Question

I use a QAbstractItemModel to represent a tree model (of up to a few hounded items). The data itself is dynamic, at any time nodes may appear or disappear, values (or other roles) may change.

Making changes to the model is easy; I am wondering how to efficiently emit the signals in order to notify a QTreeView of the changes (most of it's nodes are collapsed).

At any given time multiple changes may occur simultaneously (row insertions and/or deletions).

  1. Using beginInsertRows / endInsertRows / beginRemoveRows / endRemoveRows - shouldn't there be a method to notify the view of multiple changes?
  2. In terms of performance, what would be the best strategy? For example, starting at the leaves and going up to the root / for each node - bottom to top (vs top to botton) / deletions before insertions / etc.
  3. Would beginResetModel / endResetModel necessarily be less efficient?
  4. Is there any advantage for using QStandardItemModel? (for this specific case).
Was it helpful?

Solution

  1. Yes. The method of notifying everyone of disjoint removals/additions is to emit multiple signals. It would, in most cases, cause more overhead to pass some complex data structure instead of just the parent index and delimiting row/column indices.

  2. You should only notify about the removal/addition of an item closes to the root. It makes no sense to notify about removal of children if their parent is subsequently to vanish. The notification about the parent means that the children, obviously, aren't there anymore.

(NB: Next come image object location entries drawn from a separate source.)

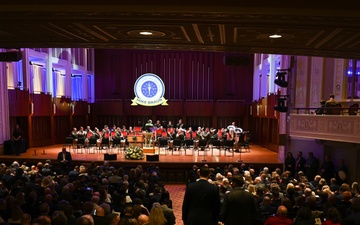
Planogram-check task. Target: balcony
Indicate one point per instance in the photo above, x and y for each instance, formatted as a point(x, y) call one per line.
point(343, 127)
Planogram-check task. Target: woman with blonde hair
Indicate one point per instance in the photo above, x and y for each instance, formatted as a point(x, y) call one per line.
point(252, 189)
point(156, 216)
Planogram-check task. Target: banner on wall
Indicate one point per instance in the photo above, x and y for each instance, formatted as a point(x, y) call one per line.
point(149, 90)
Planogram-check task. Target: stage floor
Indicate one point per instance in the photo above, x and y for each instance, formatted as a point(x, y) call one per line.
point(255, 155)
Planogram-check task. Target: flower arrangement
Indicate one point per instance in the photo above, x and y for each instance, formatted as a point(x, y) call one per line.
point(134, 153)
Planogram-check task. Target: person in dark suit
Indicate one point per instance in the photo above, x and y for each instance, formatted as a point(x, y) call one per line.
point(201, 205)
point(300, 163)
point(239, 206)
point(64, 158)
point(17, 138)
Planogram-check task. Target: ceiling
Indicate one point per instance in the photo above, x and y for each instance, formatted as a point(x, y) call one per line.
point(313, 28)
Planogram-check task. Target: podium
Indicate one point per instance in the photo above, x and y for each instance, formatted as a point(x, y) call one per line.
point(138, 142)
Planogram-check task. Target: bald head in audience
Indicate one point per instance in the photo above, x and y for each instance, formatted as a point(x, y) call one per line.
point(143, 219)
point(281, 211)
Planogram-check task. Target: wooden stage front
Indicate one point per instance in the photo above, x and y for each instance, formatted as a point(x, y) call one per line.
point(256, 156)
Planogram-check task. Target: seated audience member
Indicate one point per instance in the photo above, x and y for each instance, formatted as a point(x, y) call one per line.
point(354, 217)
point(143, 219)
point(156, 215)
point(168, 213)
point(304, 217)
point(333, 217)
point(321, 110)
point(280, 218)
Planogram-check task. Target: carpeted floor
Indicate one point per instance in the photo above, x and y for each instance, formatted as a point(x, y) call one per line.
point(177, 192)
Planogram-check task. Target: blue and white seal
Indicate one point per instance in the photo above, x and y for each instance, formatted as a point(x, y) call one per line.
point(149, 90)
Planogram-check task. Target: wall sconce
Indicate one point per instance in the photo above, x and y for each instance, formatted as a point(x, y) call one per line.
point(281, 107)
point(280, 78)
point(31, 108)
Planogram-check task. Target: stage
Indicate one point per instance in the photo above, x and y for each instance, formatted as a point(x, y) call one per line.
point(255, 155)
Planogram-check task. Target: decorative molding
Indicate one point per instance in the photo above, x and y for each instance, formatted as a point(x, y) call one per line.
point(326, 127)
point(316, 81)
point(339, 68)
point(301, 81)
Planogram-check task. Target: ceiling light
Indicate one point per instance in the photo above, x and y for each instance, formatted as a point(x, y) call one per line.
point(275, 36)
point(145, 33)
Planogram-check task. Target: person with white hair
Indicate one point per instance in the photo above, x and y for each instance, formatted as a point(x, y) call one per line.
point(218, 178)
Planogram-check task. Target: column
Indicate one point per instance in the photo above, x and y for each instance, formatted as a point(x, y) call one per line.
point(4, 108)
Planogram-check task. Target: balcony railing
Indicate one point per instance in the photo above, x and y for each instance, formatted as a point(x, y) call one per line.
point(305, 123)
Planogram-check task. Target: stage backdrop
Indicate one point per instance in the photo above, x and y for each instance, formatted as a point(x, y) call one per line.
point(202, 88)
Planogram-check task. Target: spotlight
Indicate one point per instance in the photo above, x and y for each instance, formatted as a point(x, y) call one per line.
point(280, 79)
point(280, 107)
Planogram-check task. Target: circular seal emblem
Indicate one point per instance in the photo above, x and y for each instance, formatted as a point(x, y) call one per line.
point(149, 90)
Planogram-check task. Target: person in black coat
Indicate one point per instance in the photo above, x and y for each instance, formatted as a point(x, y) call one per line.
point(239, 206)
point(327, 170)
point(17, 138)
point(290, 164)
point(201, 205)
point(300, 164)
point(64, 158)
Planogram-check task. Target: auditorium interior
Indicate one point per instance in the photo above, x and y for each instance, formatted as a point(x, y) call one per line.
point(65, 65)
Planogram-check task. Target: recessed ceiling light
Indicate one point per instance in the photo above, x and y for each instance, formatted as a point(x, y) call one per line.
point(275, 36)
point(145, 33)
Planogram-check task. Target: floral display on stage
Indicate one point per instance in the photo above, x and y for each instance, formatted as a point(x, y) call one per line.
point(134, 153)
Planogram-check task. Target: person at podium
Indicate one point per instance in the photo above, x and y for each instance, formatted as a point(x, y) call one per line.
point(148, 129)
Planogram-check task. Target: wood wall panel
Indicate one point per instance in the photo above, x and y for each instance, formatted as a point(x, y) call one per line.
point(230, 108)
point(42, 104)
point(80, 108)
point(62, 107)
point(109, 120)
point(79, 121)
point(62, 128)
point(137, 110)
point(174, 108)
point(108, 107)
point(19, 102)
point(41, 131)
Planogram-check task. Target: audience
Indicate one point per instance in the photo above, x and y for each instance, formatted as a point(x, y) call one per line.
point(110, 194)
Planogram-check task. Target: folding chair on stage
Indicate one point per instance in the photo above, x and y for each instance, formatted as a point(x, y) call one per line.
point(216, 145)
point(229, 147)
point(189, 146)
point(163, 144)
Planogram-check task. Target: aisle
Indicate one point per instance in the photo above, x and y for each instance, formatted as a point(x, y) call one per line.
point(177, 192)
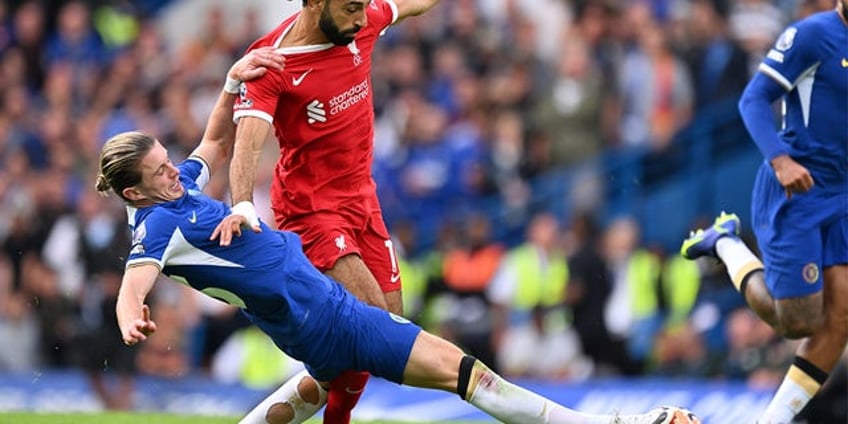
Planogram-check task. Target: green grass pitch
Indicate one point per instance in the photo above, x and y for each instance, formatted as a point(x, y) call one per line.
point(147, 418)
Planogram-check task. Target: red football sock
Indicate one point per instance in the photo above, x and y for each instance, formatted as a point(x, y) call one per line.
point(344, 392)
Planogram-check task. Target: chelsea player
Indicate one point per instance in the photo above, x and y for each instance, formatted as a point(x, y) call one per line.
point(799, 204)
point(265, 272)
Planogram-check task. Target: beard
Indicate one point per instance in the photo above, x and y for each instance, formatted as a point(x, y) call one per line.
point(333, 32)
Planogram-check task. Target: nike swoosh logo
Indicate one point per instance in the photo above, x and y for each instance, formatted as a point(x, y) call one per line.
point(298, 80)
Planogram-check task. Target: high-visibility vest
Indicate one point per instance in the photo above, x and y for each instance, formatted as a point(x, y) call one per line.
point(538, 285)
point(643, 273)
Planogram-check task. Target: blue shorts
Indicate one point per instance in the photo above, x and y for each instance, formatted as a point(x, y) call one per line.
point(798, 237)
point(342, 333)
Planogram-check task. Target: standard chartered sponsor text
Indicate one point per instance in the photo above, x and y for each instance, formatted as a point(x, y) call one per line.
point(349, 98)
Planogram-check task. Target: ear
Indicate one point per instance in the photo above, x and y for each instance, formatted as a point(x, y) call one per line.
point(132, 194)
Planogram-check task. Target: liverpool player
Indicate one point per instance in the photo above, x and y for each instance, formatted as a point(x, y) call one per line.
point(321, 111)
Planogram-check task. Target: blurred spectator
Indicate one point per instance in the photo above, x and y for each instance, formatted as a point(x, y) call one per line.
point(531, 329)
point(250, 358)
point(656, 93)
point(588, 290)
point(28, 37)
point(756, 353)
point(468, 269)
point(719, 67)
point(481, 105)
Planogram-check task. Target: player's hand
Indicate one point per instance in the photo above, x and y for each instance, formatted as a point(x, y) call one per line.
point(140, 328)
point(243, 215)
point(792, 176)
point(256, 63)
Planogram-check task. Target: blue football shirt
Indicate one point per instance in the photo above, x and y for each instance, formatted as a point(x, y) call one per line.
point(810, 61)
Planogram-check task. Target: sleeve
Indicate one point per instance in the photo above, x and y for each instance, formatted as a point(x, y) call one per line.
point(501, 289)
point(150, 246)
point(382, 13)
point(793, 55)
point(259, 97)
point(194, 173)
point(758, 115)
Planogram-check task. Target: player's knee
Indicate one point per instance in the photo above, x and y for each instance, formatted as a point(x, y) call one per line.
point(307, 388)
point(279, 413)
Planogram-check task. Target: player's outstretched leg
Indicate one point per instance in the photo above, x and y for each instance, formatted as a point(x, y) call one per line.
point(436, 363)
point(345, 391)
point(721, 241)
point(294, 402)
point(703, 241)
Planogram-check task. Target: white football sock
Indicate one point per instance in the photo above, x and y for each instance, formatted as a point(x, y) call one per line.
point(288, 393)
point(513, 404)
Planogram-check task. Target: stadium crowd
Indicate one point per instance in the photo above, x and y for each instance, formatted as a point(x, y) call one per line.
point(474, 101)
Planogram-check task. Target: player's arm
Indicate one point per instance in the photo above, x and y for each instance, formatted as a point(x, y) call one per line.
point(133, 315)
point(217, 142)
point(407, 8)
point(757, 114)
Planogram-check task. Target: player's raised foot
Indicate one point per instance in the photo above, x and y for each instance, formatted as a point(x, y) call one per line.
point(660, 415)
point(702, 242)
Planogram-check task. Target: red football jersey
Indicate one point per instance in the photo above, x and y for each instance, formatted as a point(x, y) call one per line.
point(321, 107)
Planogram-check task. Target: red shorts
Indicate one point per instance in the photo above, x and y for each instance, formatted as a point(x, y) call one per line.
point(326, 237)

  3. It's not only about efficiency, but also about state. A model reset resets the view state. The view, upon receiving a reset, can't but assume that it got an entirely new, unrelated model - so you lose selections, expanded/collapsed state, etc. There's no way for a view to act any other way in face of a reset. Doing otherwise would require a view to keep its own copy of the model's contents.

    Since a model reset implies relayout of all of the items, and it can be a very expensive thing to do, you should only do it if, in aggregate, more than 50% of the original items are changed (removed/replaced/added).

  4. No, there is no advantage, and unless you store your data as variants, using QStandardItemModel will always end up with larger memory overhead. It is a convenience class that makes sense if it fits your needs exactly. In fact, if you're not careful about how you use it, it will work worse.

    For example, if you remove an item by iterating depth-first and removing the farthest children first, then the QStandardItemModel can't foresee the future - namely, that you really want to remove the common ancestor of all of those children, and will emit a lot of change events unnecessarily. You can deal with it properly in your own model, or if you simply remove the common parent without touching the children - as they will be implicitly removed, too.